The shave-and-a-haircut combo has been more than two bits for some time. But even at the 2014 price of $16, Horner said many of her regular customers come in just to feel the blade swipe whiskers and hot lather off their faces, followed of course by a hot towel.

“I know the shave and hot towel are the only reason I still get some of my customers in,” Horner said.

“I don’t even know what to tell my customers because I’m the last place that still does shaves.”

Horner is hosting open houses through Friday for regular customers to experience one more time the purr of the Whistle Stop’s hot shave machine, the gleam of a fresh straight razor and the train whistle that signals an incoming call on her steam engine telephone.

The open house at 190 Village Lane runs from 9 a.m. to 3 p.m. each day, with cake, cookies and hot coffee accompanying Horner’s smile.

“I hate leaving all my guys. They’re like family to me,” she said.

Many of those customers donated the railroad relics that will be sold off at area garage sales.

“I won’t cry if you don’t,” said Bob Hicks, who has had his hair cut and his beard trimmed by Horner since moving to Sequim in the late 1990s.

For now, she plans to move to Vallejo, Calif., to live near her children and their families.

Horner originally set up the Whistle Stop Barber Shop in Manette, a small town that has been absorbed by Bremerton.
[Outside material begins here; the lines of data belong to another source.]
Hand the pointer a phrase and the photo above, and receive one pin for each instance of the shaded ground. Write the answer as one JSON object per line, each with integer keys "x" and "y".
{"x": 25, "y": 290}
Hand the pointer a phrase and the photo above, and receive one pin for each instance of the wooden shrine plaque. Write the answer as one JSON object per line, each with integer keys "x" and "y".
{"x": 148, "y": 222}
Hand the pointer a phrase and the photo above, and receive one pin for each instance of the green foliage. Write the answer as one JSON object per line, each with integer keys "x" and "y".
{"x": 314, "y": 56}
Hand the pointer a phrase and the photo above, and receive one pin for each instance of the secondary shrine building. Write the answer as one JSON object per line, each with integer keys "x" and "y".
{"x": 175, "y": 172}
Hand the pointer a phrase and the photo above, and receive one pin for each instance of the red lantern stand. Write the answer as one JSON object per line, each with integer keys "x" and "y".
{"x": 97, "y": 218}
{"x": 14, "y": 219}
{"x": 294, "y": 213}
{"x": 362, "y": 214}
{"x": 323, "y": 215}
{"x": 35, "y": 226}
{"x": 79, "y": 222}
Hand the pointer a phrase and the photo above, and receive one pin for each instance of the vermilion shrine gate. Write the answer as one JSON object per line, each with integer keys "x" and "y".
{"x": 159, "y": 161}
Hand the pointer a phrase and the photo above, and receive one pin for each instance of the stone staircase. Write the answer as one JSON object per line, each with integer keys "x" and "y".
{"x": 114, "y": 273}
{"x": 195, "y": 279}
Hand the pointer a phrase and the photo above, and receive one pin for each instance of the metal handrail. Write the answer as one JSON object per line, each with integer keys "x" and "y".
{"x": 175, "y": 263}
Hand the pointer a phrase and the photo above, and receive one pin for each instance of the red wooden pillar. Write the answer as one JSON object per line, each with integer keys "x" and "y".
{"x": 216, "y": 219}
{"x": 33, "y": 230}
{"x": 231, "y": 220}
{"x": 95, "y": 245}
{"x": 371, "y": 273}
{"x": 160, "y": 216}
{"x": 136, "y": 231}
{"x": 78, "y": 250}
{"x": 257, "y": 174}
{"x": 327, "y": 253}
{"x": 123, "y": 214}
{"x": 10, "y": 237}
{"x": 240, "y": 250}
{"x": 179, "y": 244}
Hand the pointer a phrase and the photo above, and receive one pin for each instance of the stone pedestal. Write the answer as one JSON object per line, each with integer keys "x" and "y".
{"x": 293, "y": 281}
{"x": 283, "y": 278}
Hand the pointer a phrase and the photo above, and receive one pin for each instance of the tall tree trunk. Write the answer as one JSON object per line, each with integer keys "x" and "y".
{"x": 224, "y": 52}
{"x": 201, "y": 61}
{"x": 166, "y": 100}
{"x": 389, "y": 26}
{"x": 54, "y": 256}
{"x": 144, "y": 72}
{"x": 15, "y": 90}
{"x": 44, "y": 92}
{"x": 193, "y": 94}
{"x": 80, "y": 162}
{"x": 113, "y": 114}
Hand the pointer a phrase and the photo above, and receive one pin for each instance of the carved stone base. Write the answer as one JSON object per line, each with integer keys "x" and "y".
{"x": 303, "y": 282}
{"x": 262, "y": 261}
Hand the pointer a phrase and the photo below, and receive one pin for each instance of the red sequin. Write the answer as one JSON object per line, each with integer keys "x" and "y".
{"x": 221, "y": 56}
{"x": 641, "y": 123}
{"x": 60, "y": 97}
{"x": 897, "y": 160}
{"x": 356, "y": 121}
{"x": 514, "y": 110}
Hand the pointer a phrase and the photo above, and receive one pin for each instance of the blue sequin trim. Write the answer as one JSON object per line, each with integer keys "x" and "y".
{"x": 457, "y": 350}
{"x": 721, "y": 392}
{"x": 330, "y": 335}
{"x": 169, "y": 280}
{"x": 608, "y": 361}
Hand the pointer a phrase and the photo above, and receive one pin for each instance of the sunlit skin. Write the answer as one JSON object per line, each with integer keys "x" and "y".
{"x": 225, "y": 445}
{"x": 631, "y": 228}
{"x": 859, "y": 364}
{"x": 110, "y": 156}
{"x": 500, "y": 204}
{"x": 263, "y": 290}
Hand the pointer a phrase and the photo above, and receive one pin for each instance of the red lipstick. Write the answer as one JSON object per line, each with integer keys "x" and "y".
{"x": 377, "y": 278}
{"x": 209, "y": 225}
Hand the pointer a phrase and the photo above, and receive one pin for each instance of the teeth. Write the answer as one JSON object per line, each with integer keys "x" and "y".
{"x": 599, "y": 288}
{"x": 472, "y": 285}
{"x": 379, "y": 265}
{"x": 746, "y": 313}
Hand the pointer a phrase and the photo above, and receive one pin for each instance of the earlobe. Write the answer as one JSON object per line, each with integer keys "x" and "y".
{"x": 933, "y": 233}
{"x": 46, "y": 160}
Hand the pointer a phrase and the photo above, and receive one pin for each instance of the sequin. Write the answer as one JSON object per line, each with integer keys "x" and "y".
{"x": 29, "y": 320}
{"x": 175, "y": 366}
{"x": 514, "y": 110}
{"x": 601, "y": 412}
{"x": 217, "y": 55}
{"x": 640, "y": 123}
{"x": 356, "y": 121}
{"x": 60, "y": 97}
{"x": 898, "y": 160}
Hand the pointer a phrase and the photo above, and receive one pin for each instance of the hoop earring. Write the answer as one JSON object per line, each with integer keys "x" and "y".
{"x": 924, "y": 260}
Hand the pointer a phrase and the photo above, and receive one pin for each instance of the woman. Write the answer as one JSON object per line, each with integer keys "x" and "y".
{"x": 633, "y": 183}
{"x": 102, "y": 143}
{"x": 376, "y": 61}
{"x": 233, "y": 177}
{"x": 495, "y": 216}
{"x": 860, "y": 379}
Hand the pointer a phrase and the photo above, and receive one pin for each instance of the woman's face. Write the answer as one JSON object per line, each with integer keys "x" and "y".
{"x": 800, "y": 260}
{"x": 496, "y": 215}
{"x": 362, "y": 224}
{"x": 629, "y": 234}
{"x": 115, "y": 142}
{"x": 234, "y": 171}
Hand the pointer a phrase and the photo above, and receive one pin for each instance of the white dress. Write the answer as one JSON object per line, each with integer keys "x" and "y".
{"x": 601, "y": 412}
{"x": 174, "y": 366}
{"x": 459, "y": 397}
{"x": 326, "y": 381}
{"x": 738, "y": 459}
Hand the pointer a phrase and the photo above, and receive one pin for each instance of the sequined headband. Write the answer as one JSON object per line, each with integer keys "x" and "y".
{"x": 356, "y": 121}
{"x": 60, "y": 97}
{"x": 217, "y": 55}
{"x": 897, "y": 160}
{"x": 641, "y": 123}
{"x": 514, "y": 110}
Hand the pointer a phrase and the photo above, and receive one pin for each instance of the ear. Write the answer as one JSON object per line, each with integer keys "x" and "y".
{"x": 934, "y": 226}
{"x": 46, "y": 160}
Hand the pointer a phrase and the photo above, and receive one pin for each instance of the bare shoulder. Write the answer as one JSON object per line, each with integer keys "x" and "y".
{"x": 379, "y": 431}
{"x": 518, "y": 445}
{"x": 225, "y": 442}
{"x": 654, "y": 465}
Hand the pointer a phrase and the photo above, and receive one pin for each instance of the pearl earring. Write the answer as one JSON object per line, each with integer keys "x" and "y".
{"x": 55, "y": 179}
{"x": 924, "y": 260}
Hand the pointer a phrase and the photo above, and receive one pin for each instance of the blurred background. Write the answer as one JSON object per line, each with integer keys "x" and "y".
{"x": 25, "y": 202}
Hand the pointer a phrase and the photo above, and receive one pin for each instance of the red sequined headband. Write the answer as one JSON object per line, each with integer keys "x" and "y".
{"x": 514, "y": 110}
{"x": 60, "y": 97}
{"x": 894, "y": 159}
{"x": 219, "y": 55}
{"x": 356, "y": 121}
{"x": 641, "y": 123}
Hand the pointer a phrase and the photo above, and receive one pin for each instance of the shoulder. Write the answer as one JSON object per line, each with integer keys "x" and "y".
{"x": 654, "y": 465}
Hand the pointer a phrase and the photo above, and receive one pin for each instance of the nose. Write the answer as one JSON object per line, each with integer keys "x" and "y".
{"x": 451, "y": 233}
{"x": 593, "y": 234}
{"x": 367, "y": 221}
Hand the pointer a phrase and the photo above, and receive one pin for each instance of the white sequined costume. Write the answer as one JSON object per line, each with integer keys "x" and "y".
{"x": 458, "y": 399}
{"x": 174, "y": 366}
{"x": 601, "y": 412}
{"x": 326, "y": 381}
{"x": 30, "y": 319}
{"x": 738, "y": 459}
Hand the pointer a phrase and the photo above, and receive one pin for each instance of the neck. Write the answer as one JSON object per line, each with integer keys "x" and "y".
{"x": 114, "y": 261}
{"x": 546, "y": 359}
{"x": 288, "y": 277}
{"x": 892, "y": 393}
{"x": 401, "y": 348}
Horner has been a railroad buff since she was a child growing up climbing on steam engines in Indiana while her father, a locomotive engineer, worked.

“I was the princess of the rail yard,” she remembered.

Horner said she wanted an old-timey-sounding name when she set up her barber business after attending barber school on a grant from state timber funds.

“I almost called it Joe’s Tonosorial Parlor, but a friend of mine said that sounded like a house of ill-repute,” she said.

“So I thought back to my dad and the trains and came up with the Whistle Stop.”

Tiring of the soggy weather of the Bremerton area, she packed up the shop and moved to Carlsborg, where the Whistle Stop operated out of the old post office building for several years.

Before setting up her current location, Horner went mobile, packing up her scissors and razor and visiting the homes of loyal customers from Discovery Bay to Port Angeles.

“It’s time to move on, but I am going to miss these guys and hearing all their stories I’ll never tell,” she said.

“Maybe when I get down to California, I can put them in a book.”

“Tales from the Whistle Stop,” laughed Hicks as Horner wiped a remnant dab of lather from the tip of his ear.